Symptoms of UTI can include
- Frequent urination
- Bloody or colored urine
- Licking of genitals
- Strong or foul-smelling urine
Pain in the pelvis or lower abdomen
b. Kidney Problems
If your dog is continuing to hold its pee for longer times and the urinary tract infection is not treated on time, it can result in kidney infection. Similarly, if this infection is not treated at the earliest, it will cause a kidney shut down (renal failure), and your furry friend can eventually die from it. A few signs to notice for kidney failures in dogs are
• Vomiting or diarrhea
• Change in volume and frequency of urination
• Decreased appetite
• Unexplained weight loss
• Blood in urine
c. Bladder Stones
Bladder stones usually develop as a complication of a bladder infection caused by bacteria that produce an enzyme known as urease. It may lead to urine stoppage as one of the stones may block the urinary tract. Surgery will become a necessity to remove the bladder stones. If you allow your dog to urinate regularly (every 4 to 6 hours), there will be no time for bacteria growth or those enzymes that help crystallize your dog’s urine.
d. Urine Incontinence
Incontinence will develop when your dog’s bladder muscles lose elasticity and can’t hold pee for more extended periods. This problem usually occurs in adult dogs, especially if they have spent years going hours without peeing. This way, their bladder becomes exceptionally enlarged due to holding pee for long hours. In severe cases, surgery should be done to reposition the bladder’s neck.
e. Urinary Bladder Cancer
Some vets and dog experts are very strict about how long a dog can go without peeing because the carcinogens present in urine and the urinary tract can lead to some types of urinary cancer. Although the risk is quite less, still it should not be neglected. It can be problematic for our pets.

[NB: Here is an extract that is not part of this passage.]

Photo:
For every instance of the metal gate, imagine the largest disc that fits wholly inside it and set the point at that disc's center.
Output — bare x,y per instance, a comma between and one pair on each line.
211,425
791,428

What to Do if a Dog Is Not Peeing?
The condition in which a dog has difficulty or is unable to pass urine is called urinary retention. Numerous factors can cause urinary retention in dogs.
The major causes for dogs’ inability to urinate are urinary tract infection, prostate disease, cancer, and damaged urinary bladder or urethra tissues. The symptoms may include
• Urine that flows in spurts
• Blood in the urine
• Licking of the urinary opening
• Low appetite
• Tender abdominal area
• Disinterest in normal activities
If you notice any of the above symptoms in your dog, you must take him to the vet as soon as possible. In some cases, it can be life-threatening.
Final Verdict: How Long Can a Dog Go without Peeing?
While an adult dog can go without peeing from 6 to 8 hours, a senior dog can only go somewhere between 2 to 6 hours, and for small dogs, the ability to hold their pee is proportionate to their age—one hour for every month of age.
Needless to say, dogs shouldn’t be made to hold their pee for longer periods, and if they have an accident, you should not scold them or punish them—they are not responsible for what they have done.